Thanks for the quick reply — that fixed it.
Just out of curiosity, is there a compelling reason not to cache the kernel code in the
program objects, and then quickly returning repeated calls? I generally wouldn’t expect
calling a method repeatedly to be significant slower than getting a copy and then calling
it. I guess what you’re saying is that I shouldn’t think of “pgm.sum” as a method, but
rather as an argument-less function that returns a method?
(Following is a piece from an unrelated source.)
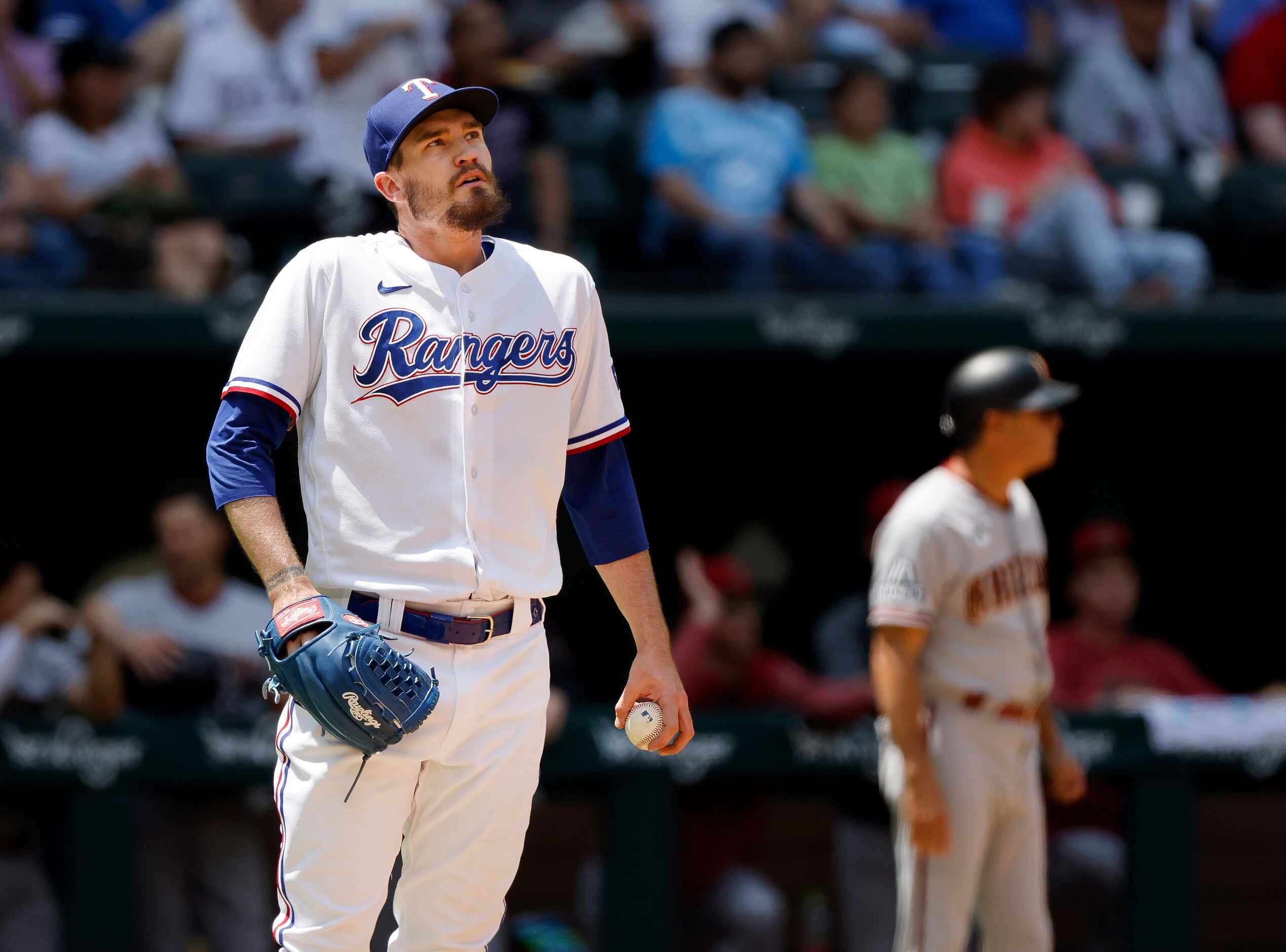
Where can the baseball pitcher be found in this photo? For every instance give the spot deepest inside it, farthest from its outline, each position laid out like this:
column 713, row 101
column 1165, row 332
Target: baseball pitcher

In this case shouldn’t I
expect the syntax to be “sum_knl = prg.sum()”?
PS: Thanks for writing pyopencl — it has made my life much easier!
On Feb 13, 2016, at 6:42 PM, Andreas Kloeckner
Dustin Kleckner <dustinkleckner(a)gmail.com> writes:
> I’ve been using pyopencl for awhile for various simulation/data processing tasks. I
recently upgraded to a new computer, and noticed things were considerably slower.
> After some experimentation, I tracked this down to the version of pyopencl I was
using. The updated version (2015.2.4; most recent on pypi) takes significantly longer to
queue a function call (~1.5 ms) than the old version (2015.1, ~0.03 ms). Both times come
from the same machine*. Profiling indicates that the newer version is making lots of
function calls the old version did not. FYI, the code I used to test this is below
(adapted from documentation).
> For my purposes, this is slightly alarming: my code makes lots of kernel calls, in
which case the new version is 50x slower for small data sets!
> Is this something that has been/will be fixed in newer versions of pyopencl? Is
there a workaround? Of course, for the time being I can use the old version, but I’d
rather not be stuck with it.
> If needed, I can provide the profiler output.
tl;dr: Hang on to the kernel object, i.e. 'sum_knl = prg.sum'. It's used
for caching stuff.
PyOpenCL 2015.2 generates custom Python code to make kernel invocation
*faster* (not slower). Generating this code (which gets attached to the
kernel object, prg.sum) takes time, and every time you call 'prg.sum',
you get a new kernel object. So you're likely mainly benchmarking the
generation (and compilation) of the invoker code.